The easy answer is to conclude is that the mental health of teenage boys has improved, but study authors from Michigan, Illinois and Massachusetts don't think that's the case. Instead, they surmise that many males simply stopped getting the mental healthcare they need.
"In males, it’s theoretically possible that this reflects improved mental health, but I’m struggling with that explanation," University of Michigan Medical School pediatrician and lead author Kao-Ping Chua told NBC News . "Given that everybody’s mental health got worse, I would have expected that boys’ antidepressant dispensing would have at least remained stable, not decrease."
Looking at his medical practice as an example, Chua thinks because many male patients stopped going to the doctor's office, depression and other mental illness went undetected and untreated.
"There was something happening to make male adolescents not come in for mental health," he told the news outlet. "They didn’t go to their doctors. They skipped physicals."
The researchers uncovered this gender gap by first examining data from the IQVIA Longitudinal Prescription Database, which captures information on medication prescriptions to patients. They specifically looked at Americans between the ages of 12 to 25 between the years 2016 and 2022.
They performed statistical analysis to arrive at a number called the "monthly antidepressant dispensing rate," which is the monthly number of people being given medication per 100,000 people.
The researchers determined that the overall monthly antidepressant dispensing rate increased by 66.3 percent from January 2016 to December 2022. Unsurprisingly, the rate increased particularly rapidly starting during the pandemic shutdown of March 2020.

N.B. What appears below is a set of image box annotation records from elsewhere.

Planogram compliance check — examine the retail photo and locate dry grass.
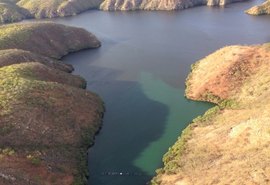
[152,45,270,185]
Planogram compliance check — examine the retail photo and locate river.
[38,1,270,185]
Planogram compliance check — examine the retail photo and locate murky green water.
[40,1,270,185]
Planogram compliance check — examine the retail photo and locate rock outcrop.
[0,0,102,24]
[0,23,104,185]
[100,0,244,11]
[245,0,270,15]
[152,44,270,185]
[0,0,32,24]
[0,22,101,58]
[17,0,102,19]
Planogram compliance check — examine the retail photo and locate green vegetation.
[0,23,103,185]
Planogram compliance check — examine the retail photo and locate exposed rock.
[0,23,104,185]
[152,44,270,185]
[100,0,244,11]
[0,49,74,73]
[0,0,32,24]
[245,0,270,15]
[0,23,100,58]
[17,0,102,18]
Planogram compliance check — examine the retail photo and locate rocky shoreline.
[0,23,104,185]
[152,44,270,185]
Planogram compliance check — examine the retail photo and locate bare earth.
[152,44,270,185]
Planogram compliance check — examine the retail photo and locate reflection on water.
[43,0,270,185]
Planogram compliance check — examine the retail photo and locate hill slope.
[100,0,246,11]
[152,44,270,185]
[0,23,104,185]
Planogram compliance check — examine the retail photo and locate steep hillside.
[0,0,32,24]
[100,0,244,11]
[0,23,104,185]
[152,44,270,185]
[0,49,74,73]
[0,22,100,58]
[246,1,270,15]
[17,0,102,19]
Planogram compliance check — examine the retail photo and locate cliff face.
[17,0,101,18]
[0,0,32,24]
[0,23,101,58]
[100,0,244,11]
[152,44,270,185]
[0,23,104,185]
[0,0,102,24]
[246,1,270,15]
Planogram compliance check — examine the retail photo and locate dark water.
[34,1,270,185]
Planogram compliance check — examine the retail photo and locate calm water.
[37,1,270,185]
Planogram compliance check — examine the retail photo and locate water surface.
[40,1,270,185]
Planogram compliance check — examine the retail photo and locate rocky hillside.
[0,23,103,185]
[152,44,270,185]
[0,0,32,24]
[100,0,244,11]
[246,1,270,15]
[0,0,102,24]
[17,0,102,18]
[0,23,101,58]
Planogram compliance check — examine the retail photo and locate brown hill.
[152,44,270,185]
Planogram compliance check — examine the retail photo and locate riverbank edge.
[149,43,269,185]
[0,23,105,185]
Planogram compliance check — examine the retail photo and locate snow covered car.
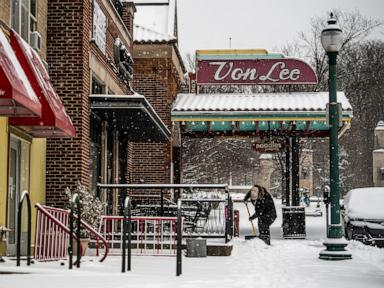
[343,187,384,247]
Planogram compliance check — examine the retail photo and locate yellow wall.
[0,117,8,226]
[0,117,8,255]
[29,138,47,245]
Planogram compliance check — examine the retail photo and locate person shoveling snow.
[244,184,276,245]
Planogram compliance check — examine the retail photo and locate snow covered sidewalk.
[0,203,384,288]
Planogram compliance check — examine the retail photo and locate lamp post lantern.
[319,13,352,260]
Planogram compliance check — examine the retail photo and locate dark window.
[92,77,105,94]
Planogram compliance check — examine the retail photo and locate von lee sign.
[196,58,317,85]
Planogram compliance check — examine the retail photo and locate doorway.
[7,135,30,256]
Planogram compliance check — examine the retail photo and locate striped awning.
[172,92,353,137]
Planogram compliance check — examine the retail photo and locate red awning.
[0,29,41,117]
[9,30,76,137]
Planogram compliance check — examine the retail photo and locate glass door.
[7,139,21,256]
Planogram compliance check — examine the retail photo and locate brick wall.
[122,2,136,35]
[47,0,132,206]
[46,0,92,206]
[37,0,48,60]
[132,58,179,183]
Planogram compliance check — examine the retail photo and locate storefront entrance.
[7,135,30,256]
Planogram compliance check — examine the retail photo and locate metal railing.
[121,196,132,273]
[16,191,32,266]
[35,203,108,262]
[97,183,233,242]
[96,216,177,256]
[68,193,83,269]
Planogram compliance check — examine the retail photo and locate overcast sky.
[177,0,384,54]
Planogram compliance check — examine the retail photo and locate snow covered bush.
[65,182,107,237]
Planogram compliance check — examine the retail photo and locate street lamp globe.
[321,13,343,53]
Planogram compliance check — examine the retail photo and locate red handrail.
[35,203,108,262]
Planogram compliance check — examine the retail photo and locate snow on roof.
[259,153,273,160]
[134,0,177,38]
[172,92,352,112]
[344,187,384,220]
[133,25,176,43]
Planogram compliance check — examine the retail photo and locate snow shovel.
[244,202,257,240]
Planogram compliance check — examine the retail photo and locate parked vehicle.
[342,187,384,247]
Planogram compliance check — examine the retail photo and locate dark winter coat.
[244,191,277,226]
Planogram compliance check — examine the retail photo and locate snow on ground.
[0,200,384,288]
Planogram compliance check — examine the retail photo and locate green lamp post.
[319,13,352,260]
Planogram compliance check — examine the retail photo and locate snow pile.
[344,187,384,221]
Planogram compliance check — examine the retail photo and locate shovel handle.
[244,202,256,236]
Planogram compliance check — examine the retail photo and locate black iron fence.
[97,184,233,242]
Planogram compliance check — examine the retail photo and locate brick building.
[47,0,182,214]
[0,0,75,255]
[132,0,185,183]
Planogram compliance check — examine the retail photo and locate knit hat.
[251,186,259,201]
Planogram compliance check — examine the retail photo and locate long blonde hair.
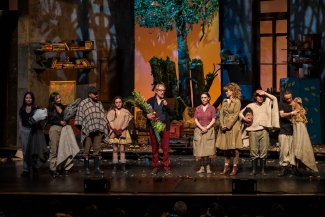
[223,82,241,99]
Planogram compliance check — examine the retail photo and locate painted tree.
[134,0,219,105]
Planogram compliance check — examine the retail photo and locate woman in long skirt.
[216,82,243,175]
[193,92,216,173]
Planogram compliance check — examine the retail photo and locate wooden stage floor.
[0,155,325,196]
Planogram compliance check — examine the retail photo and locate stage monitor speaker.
[84,178,111,193]
[232,179,257,194]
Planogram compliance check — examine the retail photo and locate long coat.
[216,99,243,150]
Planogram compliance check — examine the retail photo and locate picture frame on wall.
[49,81,77,105]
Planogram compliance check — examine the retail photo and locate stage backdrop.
[134,15,221,107]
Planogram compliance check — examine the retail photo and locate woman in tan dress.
[193,93,216,173]
[107,96,133,172]
[216,82,243,176]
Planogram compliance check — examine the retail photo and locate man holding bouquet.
[144,84,174,175]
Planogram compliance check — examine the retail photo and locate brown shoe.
[230,166,238,176]
[220,165,230,175]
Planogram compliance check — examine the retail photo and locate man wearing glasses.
[239,90,280,176]
[278,89,300,176]
[144,84,174,175]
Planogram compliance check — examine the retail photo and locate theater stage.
[0,153,325,196]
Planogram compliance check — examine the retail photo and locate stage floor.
[0,155,325,196]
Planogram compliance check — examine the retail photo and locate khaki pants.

But if you break the dispensing rate down by gender, it turns out that young women and teenage girls were receiving far more of the drugs while teenage boys — ages from 12 to 17 — experienced a decline. (Young men ages 18 to 25 saw no change.)
The trend is worrisome because women are twice as likely to be diagnosed with depression, and yet adult men in America make up the bulk of suicides at 80 percent.
More research is needed. But there's no question that addressing the mental health needs of teenage boys would go a long way to fostering mentally stable adult men.